At this point I believe he went on to become the greatest golf course designer of all time.
  • His first “real” design was in 1911 at Shawnee-On-The-Delaware. Tillie was a hands-on architect. He relied on inspirations from the moment and when it came to him, he would draw his ideas in the dirt. With his very flamboyant personality and his love of drinking, he was a very interesting man to work for. He would sit under a tree, bottle in hand, and call out directions to his workers as they shaped the course. No matter how he did it, he always found a way to create a magnificent golf course.
In the 20 years following his first official design, Tillie designed approximately 60 courses from scratch all over the country, with many located in the northeast. During that same time period he redesigned 60 more courses.
  • His most famous courses are the Upper and Lower Courses at Baltusrol Golf Club in Springfield, New Jersey. The “Old course” at Baltusrol had already held many international tournaments including two U.S. Opens. When Tillie was hired by Baltusrol to design another course, he decided to do a little more. He wanted to demolish the “Old course” and build two new courses. That’s exactly what he did. The Lower Course he designed has held four U.S. Opens, in 1954, 1967, 1980, and 1993. It has also held one PGA Championship in 2005 and will host it again in 2016. The Upper Course he designed held one U.S. Open in 1936 and one U.S. Women’s Open in 1985.
  • Other courses Ridgewood Country Club (27 holes), as well as Somerset Hills Golf Club, which is known to be one of his most interesting designs.
  • In southern New Jersey, he helped to redesign the current number one golf course in the world, Pine Valley Golf Club.
  • He also designed 16 golf courses in Westchester County alone! His most famous design in Westchester is Winged Foot Golf Club’s East and West courses. The West Course at Winged Foot has held five U.S. Opens, in 1929, 1959, 1974, 1984, and 2006. The East Course has also held two U.S. Women’s Opens, in 1957 and 1972.
  • Other famous courses in Westchester include Quaker Ridge Golf Club, Scarsdale Golf Club, and Fenway Golf Club. On the west coast, his most famous design is the San Francisco Golf Club.
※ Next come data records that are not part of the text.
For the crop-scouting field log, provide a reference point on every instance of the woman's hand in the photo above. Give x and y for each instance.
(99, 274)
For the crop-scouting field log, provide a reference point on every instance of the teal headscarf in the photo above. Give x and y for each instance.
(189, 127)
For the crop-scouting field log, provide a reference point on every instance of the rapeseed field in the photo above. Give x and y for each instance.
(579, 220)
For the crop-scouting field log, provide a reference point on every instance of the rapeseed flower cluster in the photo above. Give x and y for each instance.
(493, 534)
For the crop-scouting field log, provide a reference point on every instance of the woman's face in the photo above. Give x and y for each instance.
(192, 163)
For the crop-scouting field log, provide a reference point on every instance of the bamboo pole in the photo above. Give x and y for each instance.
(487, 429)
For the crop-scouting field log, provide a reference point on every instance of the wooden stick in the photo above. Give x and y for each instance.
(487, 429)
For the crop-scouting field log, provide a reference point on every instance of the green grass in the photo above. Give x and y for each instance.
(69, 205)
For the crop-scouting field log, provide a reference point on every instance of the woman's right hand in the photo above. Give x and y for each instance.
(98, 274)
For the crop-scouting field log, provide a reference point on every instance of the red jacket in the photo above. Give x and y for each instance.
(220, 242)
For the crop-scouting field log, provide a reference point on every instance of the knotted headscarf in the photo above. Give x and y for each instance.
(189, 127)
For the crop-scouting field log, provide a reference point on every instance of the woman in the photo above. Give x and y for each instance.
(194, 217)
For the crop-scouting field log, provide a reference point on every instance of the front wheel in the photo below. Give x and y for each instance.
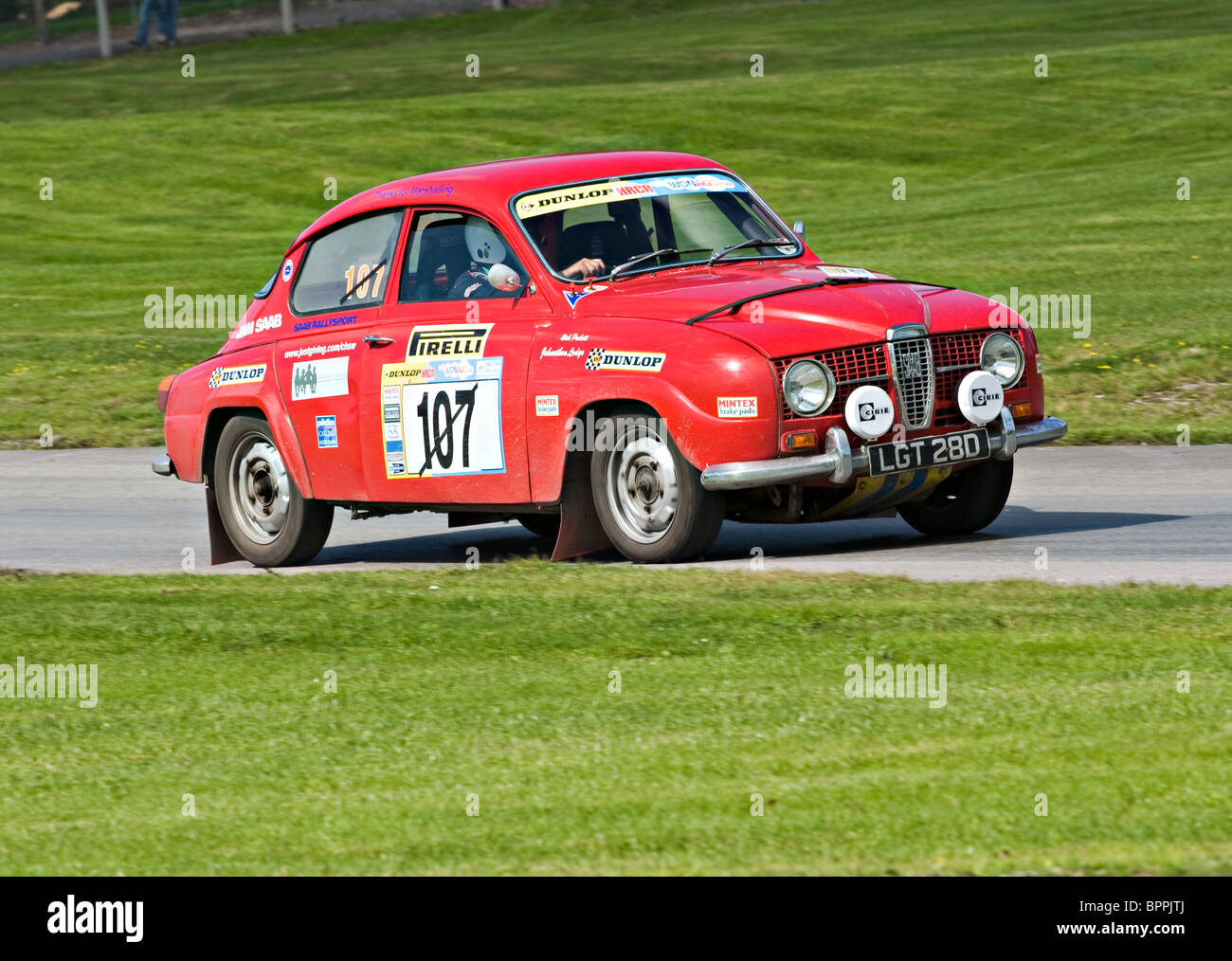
(962, 503)
(266, 517)
(648, 498)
Tillinghast designed other lesser known courses that have pretty remarkable layouts.
Tillinghast wasn’t exactly a family man. Despite having good relations with many people, he often had trouble relating to his family. His wife, Lillian, was often afraid of him. He would sometimes become short tempered due to his drinking. His grandson recalls one incident, “One night… Dadgan (Tillinghast), apparently drunk, was shouting and waving a pistol while Damee (Lillian, his wife) held his wrist and shouted back,”(Remembrances of My Grandfather). Tillie also had a habit of “taking off.” He would often leave home for short periods of time without giving a reason. He would come home without any announcement and go on living like nothing happened. After the crash of the stock market in the early 1930’s he lost pretty much everything. He often had to borrow money from his son-in-law to help support him and his wife.
Tillie faced health issues late in his life. He suffered from Arteriosclerosis in his legs. He had also been diagnosed with mild diabetes in 1936. Then in 1941, heart disease really took the life out of him. He stopped drinking and became less temperamental and during this time wasn’t a bad person to live with. It was at that point when he and his wife went to live with his oldest daughter, Marion, in Toledo, Ohio. Then on May 19, 1942, after suffering a second heart attack, he died at the age of 68. He lived an exhilarating life and will never be forgotten for the many remarkable golf courses he designed.